After a few spectacular days of spring weather, the rain and clouds have settled in again and with them a sense of gloom about where my life is going. Yesterday I couldn’t summon up the energy to do much of anything – I actually “took” a mental health day off – even though I am unemployed. I sat on the couch, watched daytime TV, finished the Sunday papers and yes, I even ate some chocolate to add to the whole “woe is me – chocolate will help kind of mood”.
Today is a bit better. Followed my usual routine – channel surf the morning news shows for a bit, throw in some laundry and work out for an hour. I cleaned out my dresser drawers and then tried to be productive – in the job sense. Nothing was new on the boards, joined yet another job site, and now I am writing down my thoughts yet again.
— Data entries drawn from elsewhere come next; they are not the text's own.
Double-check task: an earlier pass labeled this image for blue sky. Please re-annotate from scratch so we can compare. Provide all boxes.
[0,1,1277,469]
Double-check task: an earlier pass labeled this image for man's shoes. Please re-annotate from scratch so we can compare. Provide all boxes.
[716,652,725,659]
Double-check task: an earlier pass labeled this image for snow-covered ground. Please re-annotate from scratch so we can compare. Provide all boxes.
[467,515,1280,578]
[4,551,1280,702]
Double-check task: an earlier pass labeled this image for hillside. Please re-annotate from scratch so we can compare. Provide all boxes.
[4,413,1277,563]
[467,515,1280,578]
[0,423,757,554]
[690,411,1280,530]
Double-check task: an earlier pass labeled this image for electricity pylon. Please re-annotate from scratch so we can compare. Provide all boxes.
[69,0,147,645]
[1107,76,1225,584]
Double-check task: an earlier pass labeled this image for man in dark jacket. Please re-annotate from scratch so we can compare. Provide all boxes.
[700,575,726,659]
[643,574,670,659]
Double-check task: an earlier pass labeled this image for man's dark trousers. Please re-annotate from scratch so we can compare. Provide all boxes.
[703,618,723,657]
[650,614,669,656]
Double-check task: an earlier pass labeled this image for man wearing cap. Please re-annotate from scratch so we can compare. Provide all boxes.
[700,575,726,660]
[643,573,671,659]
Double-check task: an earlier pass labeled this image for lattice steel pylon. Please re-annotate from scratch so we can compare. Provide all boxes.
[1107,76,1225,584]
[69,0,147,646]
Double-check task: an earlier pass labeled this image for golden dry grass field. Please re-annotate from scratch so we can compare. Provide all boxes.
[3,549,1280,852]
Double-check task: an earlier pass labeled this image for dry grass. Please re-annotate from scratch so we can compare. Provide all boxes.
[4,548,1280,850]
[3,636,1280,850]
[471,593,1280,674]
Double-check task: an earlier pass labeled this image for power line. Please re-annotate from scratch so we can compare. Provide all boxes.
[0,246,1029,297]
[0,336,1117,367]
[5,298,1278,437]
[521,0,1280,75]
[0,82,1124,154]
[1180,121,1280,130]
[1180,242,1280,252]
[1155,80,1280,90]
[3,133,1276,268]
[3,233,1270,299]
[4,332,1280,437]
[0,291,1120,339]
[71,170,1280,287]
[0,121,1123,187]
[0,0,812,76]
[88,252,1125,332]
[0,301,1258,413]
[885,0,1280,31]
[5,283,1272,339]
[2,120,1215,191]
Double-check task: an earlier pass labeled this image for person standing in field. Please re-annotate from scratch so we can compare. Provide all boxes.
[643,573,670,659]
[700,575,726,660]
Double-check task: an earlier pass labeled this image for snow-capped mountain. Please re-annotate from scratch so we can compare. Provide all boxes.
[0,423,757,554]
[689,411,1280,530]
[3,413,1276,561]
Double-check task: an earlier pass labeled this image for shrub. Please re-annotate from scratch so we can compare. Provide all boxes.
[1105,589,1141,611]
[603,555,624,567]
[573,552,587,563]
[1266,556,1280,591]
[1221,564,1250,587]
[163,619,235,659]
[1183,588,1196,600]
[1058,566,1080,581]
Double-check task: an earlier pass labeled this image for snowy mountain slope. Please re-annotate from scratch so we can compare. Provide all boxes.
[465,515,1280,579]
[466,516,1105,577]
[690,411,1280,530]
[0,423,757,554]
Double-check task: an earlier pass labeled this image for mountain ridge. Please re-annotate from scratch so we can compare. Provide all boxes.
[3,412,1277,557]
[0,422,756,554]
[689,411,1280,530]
The feeling of “Is this it” – is becoming more acute the longer I am out of work. I actually had quite a few jobs I really enjoyed – they were financially and professionally rewarding and led to many great friendships. Now I am worried that I am past my prime and that I can only look back and not forward.
Usually I am a very optimistic person but with unemployment running out and no solid leads coming in, “Is this it” is looming – like the dark clouds that fill the sky today.
That is exactly the feeling i have right now…that I can look back and not forward. Your blog is making me feel normal. Now what am I going to do about it?